Of course, I checked what I use against the list, only to discover that in most instances I've gone completely wrong: for instance, I've used Origins products for a few years, especially A Perfect World, but Paula doesn't rate Origins at all, mainly based on the fact that some of the ingredients, there chiefly to make the product smell nice and/or sound good, are potentially irritants for the skin and add no other value.

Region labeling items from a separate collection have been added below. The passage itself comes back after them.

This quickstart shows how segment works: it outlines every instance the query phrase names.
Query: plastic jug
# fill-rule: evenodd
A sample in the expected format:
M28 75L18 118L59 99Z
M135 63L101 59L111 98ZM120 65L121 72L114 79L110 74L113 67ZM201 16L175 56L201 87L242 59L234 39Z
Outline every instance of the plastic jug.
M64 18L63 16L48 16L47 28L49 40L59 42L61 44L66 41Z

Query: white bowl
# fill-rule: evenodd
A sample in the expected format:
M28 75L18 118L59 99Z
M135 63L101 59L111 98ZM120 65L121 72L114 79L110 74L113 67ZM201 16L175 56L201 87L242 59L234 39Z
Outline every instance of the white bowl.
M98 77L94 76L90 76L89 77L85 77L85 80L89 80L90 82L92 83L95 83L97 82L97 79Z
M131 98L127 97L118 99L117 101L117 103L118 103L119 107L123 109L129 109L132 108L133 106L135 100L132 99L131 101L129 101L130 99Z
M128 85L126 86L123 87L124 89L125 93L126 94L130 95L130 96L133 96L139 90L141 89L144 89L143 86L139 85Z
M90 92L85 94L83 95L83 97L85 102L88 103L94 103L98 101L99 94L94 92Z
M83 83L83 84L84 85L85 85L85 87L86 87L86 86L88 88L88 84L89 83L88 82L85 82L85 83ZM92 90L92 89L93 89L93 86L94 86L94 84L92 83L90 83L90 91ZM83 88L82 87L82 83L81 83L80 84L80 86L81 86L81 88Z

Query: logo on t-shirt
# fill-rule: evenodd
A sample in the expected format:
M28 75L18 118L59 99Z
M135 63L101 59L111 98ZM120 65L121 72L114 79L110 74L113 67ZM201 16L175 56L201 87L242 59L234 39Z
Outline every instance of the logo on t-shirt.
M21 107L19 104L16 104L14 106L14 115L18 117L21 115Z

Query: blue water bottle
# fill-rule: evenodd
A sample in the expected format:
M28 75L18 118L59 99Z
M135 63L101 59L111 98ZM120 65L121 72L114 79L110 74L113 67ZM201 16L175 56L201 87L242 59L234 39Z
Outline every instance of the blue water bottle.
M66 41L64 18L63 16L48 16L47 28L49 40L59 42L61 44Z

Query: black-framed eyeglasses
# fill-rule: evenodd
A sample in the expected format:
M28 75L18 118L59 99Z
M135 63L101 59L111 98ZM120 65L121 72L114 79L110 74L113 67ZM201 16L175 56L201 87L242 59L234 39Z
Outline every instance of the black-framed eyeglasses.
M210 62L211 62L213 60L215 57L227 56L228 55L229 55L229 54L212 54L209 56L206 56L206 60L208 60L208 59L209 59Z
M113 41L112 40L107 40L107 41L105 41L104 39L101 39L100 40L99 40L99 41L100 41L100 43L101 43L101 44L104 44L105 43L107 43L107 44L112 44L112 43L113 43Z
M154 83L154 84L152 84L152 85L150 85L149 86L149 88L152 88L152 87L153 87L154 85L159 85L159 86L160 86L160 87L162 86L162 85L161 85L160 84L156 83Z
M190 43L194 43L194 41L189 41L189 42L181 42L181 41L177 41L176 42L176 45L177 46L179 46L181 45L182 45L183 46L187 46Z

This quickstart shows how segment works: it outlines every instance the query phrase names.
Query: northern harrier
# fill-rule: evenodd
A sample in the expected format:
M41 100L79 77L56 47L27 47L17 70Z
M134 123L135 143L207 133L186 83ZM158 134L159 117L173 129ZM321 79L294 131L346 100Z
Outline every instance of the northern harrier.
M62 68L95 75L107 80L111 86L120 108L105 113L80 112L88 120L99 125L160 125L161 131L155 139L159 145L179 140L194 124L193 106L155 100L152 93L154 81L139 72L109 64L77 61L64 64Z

I think my mum's use of Oil of Ulay was based to some extent on the feel and the smell and I can't help thinking that if there are no nasty side-effects, and you like the smell, and it encourages you to put it on, this is a legitimate part of the ritual. I love putting on my current moisturiser (Estee Lauder Daywear Plus with SP15, which smells faintly of cucumber and incidentally gets the nod from Paula). It makes me feel, shallow and strange as this may sound, happy and contented and ready for anything.

Tuesday, June 02, 2009

Seeing the light

I wandered around The Rocks in Sydney today, taking photographs until my battery went dead and the light had gone (happily almost simultaneously, although just after the camera went out of action I saw a big-bearded Methuselah with his gigantic-headed, but benign, dog; the latter was lapping happily at a bowl of water the waitress had brought him and would have made an excellent subject). I sat on a bench opposite the old police station with a takeaway English Breakfast tea and oversized wholemeal scone. Before I could spill hot tea all over myself (and as sure as night follows day, I did) I was musing to myself, first, how nice it was to have nothing pressing to do; and secondly, that I still feel an obscure sense of delight and vindication when handing money over to someone, anyone, to pay for something, anything: such as a cup of tea in a tiny little café. It makes me, I think, feel part of the world; and without wanting to sound maudlin, I also remember what it was like not to have money to pay for things. I also felt disinclined to go shopping and was satisfied with buying some small refreshments, so it works at very small quantities.